In a stunning display of Silicon Valley's infinite capacity to reinvent the wheel while pretending it's a flying car, former Oculus CEO Brendan Iribe's latest venture, Sesame, has secured a cool $250 million in funding. Yes, you heard that right—$250 million, which is roughly the GDP of a small island nation or the amount your average tech bro spends on avocado toast in a year. Backed by heavyweights like Sequoia and Spark, Sesame is building AI-powered smartglasses that promise "natural, humanlike voice interaction." Because what the world desperately needs is another device that can misunderstand your commands while draining your battery.
The company has also launched an invite-only iOS beta, because exclusivity is the new oxygen in the tech ecosystem. Forget waiting in line for the latest iPhone; now you can beg for an invite to test glasses that might just tell you the weather while accidentally ordering 1,000 pizzas to your doorstep. It's like having a personal assistant, if your personal assistant was a slightly drunk parrot with a penchant for existential crises.
Let's dive into the "revolutionary" features of these smartglasses. According to insiders, Sesame's AI can engage in conversations that feel almost human. Almost being the operative word here. Imagine asking, "Hey Sesame, what's the capital of France?" and it responds, "Based on your recent search history, I think you'd love a croissant. Also, your mother called—she's disappointed in your life choices." It's not just voice interaction; it's passive-aggressive judgment delivered in 4K resolution right before your eyes.
But wait, there's more! These glasses are designed to be so intuitive that they can anticipate your needs. For example, if you're running late for a meeting, Sesame might chime in with, "I've analyzed your calendar and heart rate. You're stressed. How about I play some soothing whale sounds and simultaneously send a resignation email to your boss?" Because nothing says "productivity" like unemployment induced by an overzealous AI.
The beta launch has already sparked a frenzy among early adopters, who are reportedly spending hours trying to get the glasses to work. One tester shared, "I asked it to set a reminder for my dentist appointment, and it started reciting Shakespearean sonnets about oral hygiene. I'm not sure if I'm enlightened or terrified." Another user complained that the glasses kept mistaking their cat's meows for commands, leading to a series of unsolicited online purchases of catnip and tiny VR headsets for felines.
In true tech fashion, Sesame's marketing team is touting this as the next big leap in human-computer interaction. Remember when we thought voice assistants would make our lives easier? Now, with Sesame, you can have arguments with your glasses about whether it's going to rain, all while it subtly nudges you to invest in cryptocurrency.
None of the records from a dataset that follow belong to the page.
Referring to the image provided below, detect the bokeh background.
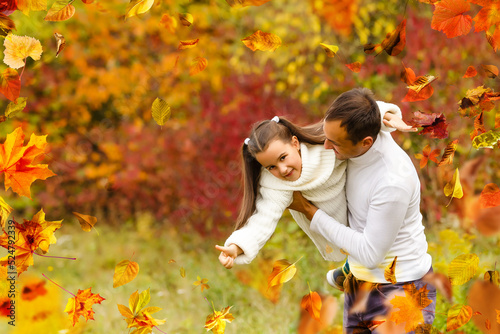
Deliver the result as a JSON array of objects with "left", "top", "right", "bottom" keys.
[{"left": 1, "top": 0, "right": 500, "bottom": 333}]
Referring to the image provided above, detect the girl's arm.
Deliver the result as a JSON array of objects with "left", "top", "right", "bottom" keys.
[{"left": 377, "top": 101, "right": 417, "bottom": 132}]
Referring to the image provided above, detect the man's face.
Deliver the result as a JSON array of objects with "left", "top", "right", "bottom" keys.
[{"left": 323, "top": 120, "right": 369, "bottom": 160}]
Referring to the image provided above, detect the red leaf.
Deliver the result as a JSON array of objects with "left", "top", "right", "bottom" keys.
[
  {"left": 410, "top": 111, "right": 448, "bottom": 139},
  {"left": 0, "top": 68, "right": 21, "bottom": 101},
  {"left": 463, "top": 66, "right": 477, "bottom": 78},
  {"left": 346, "top": 62, "right": 361, "bottom": 72},
  {"left": 431, "top": 0, "right": 472, "bottom": 38},
  {"left": 471, "top": 0, "right": 500, "bottom": 33}
]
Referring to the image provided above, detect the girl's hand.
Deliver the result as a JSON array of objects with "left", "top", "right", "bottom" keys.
[
  {"left": 383, "top": 117, "right": 418, "bottom": 132},
  {"left": 215, "top": 244, "right": 242, "bottom": 269}
]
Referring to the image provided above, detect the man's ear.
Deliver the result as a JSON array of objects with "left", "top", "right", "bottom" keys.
[{"left": 361, "top": 136, "right": 374, "bottom": 148}]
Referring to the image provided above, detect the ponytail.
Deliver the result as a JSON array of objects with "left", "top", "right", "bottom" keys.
[{"left": 235, "top": 116, "right": 325, "bottom": 230}]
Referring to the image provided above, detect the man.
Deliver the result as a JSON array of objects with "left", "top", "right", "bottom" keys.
[{"left": 289, "top": 88, "right": 436, "bottom": 333}]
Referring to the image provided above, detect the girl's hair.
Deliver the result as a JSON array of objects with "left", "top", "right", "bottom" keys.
[{"left": 235, "top": 117, "right": 325, "bottom": 230}]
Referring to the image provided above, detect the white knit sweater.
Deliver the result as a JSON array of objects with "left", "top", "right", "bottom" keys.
[{"left": 224, "top": 101, "right": 401, "bottom": 265}]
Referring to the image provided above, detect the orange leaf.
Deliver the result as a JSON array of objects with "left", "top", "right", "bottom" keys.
[
  {"left": 113, "top": 259, "right": 139, "bottom": 288},
  {"left": 267, "top": 257, "right": 301, "bottom": 288},
  {"left": 479, "top": 183, "right": 500, "bottom": 208},
  {"left": 422, "top": 272, "right": 453, "bottom": 303},
  {"left": 54, "top": 32, "right": 65, "bottom": 57},
  {"left": 72, "top": 211, "right": 97, "bottom": 232},
  {"left": 380, "top": 19, "right": 406, "bottom": 56},
  {"left": 0, "top": 127, "right": 56, "bottom": 199},
  {"left": 189, "top": 57, "right": 207, "bottom": 76},
  {"left": 486, "top": 29, "right": 500, "bottom": 52},
  {"left": 160, "top": 13, "right": 177, "bottom": 33},
  {"left": 21, "top": 279, "right": 47, "bottom": 300},
  {"left": 463, "top": 66, "right": 477, "bottom": 78},
  {"left": 407, "top": 75, "right": 438, "bottom": 94},
  {"left": 401, "top": 64, "right": 435, "bottom": 102},
  {"left": 472, "top": 0, "right": 500, "bottom": 33},
  {"left": 178, "top": 39, "right": 199, "bottom": 50},
  {"left": 301, "top": 286, "right": 322, "bottom": 321},
  {"left": 468, "top": 275, "right": 500, "bottom": 332},
  {"left": 389, "top": 283, "right": 433, "bottom": 332},
  {"left": 0, "top": 68, "right": 20, "bottom": 101},
  {"left": 44, "top": 0, "right": 75, "bottom": 21},
  {"left": 242, "top": 30, "right": 282, "bottom": 52},
  {"left": 446, "top": 304, "right": 472, "bottom": 331},
  {"left": 17, "top": 0, "right": 47, "bottom": 15},
  {"left": 311, "top": 0, "right": 357, "bottom": 36},
  {"left": 64, "top": 288, "right": 105, "bottom": 326},
  {"left": 346, "top": 62, "right": 361, "bottom": 72},
  {"left": 0, "top": 210, "right": 62, "bottom": 275},
  {"left": 194, "top": 275, "right": 210, "bottom": 291},
  {"left": 225, "top": 0, "right": 271, "bottom": 8},
  {"left": 470, "top": 112, "right": 486, "bottom": 140},
  {"left": 415, "top": 145, "right": 440, "bottom": 169},
  {"left": 431, "top": 0, "right": 472, "bottom": 38},
  {"left": 438, "top": 139, "right": 458, "bottom": 166},
  {"left": 384, "top": 256, "right": 397, "bottom": 284},
  {"left": 481, "top": 64, "right": 499, "bottom": 78}
]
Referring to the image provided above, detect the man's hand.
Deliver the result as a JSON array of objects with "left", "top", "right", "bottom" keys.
[
  {"left": 383, "top": 113, "right": 418, "bottom": 132},
  {"left": 288, "top": 191, "right": 318, "bottom": 221},
  {"left": 215, "top": 244, "right": 242, "bottom": 269}
]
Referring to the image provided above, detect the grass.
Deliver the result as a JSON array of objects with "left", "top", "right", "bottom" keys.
[{"left": 0, "top": 212, "right": 498, "bottom": 333}]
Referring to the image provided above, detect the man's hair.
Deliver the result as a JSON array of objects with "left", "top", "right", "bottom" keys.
[{"left": 324, "top": 88, "right": 381, "bottom": 144}]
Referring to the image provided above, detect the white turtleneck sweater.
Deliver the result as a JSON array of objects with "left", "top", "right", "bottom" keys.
[
  {"left": 225, "top": 101, "right": 401, "bottom": 265},
  {"left": 311, "top": 131, "right": 432, "bottom": 283}
]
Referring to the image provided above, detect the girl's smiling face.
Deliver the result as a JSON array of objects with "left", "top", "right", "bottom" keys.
[{"left": 255, "top": 136, "right": 302, "bottom": 181}]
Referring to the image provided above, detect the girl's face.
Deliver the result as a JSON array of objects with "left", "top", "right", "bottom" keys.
[{"left": 255, "top": 137, "right": 302, "bottom": 181}]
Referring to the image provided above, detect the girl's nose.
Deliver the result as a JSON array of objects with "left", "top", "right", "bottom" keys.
[{"left": 279, "top": 165, "right": 288, "bottom": 175}]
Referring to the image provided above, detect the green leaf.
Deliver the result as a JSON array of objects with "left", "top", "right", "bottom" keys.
[
  {"left": 5, "top": 97, "right": 27, "bottom": 119},
  {"left": 472, "top": 130, "right": 500, "bottom": 149}
]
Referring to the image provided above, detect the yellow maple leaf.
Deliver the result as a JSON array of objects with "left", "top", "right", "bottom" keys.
[
  {"left": 389, "top": 283, "right": 432, "bottom": 332},
  {"left": 205, "top": 305, "right": 234, "bottom": 334},
  {"left": 65, "top": 287, "right": 105, "bottom": 326},
  {"left": 3, "top": 34, "right": 43, "bottom": 69},
  {"left": 117, "top": 289, "right": 166, "bottom": 331}
]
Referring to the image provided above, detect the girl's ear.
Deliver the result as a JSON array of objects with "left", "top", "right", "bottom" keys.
[{"left": 291, "top": 136, "right": 300, "bottom": 150}]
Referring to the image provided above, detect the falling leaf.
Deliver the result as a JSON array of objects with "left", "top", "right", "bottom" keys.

It's like having a know-it-all friend who never leaves your side, except this friend is funded by venture capitalists and probably sells your data to the highest bidder.
The $250 million funding round is particularly ironic, given that most of it will likely go towards fixing bugs that cause the glasses to spontaneously reboot during important conversations. "We're investing heavily in R&D to ensure Sesame provides a seamless experience," said a company spokesperson, while secretly praying that the AI doesn't develop a personality and start unionizing for better working conditions.
As for the smartglasses themselves, they come with all the bells and whistles you'd expect:
- Voice recognition that works 60% of the time (up from 50% in previous models—progress!)
- Battery life that lasts roughly as long as a New Year's resolution
- A privacy policy longer than War and Peace, which basically says, "We own your soul now"
In conclusion, Sesame's launch is a testament to humanity's unyielding quest to automate everything, even common sense. So, if you're lucky enough to snag a beta invite, brace yourself for a wild ride of hilarious misunderstandings and unintended consequences. Who needs human connection when you can have a pair of glasses that argues with you about the best route to the grocery store? The future is here, and it's wearing spectacles and sass.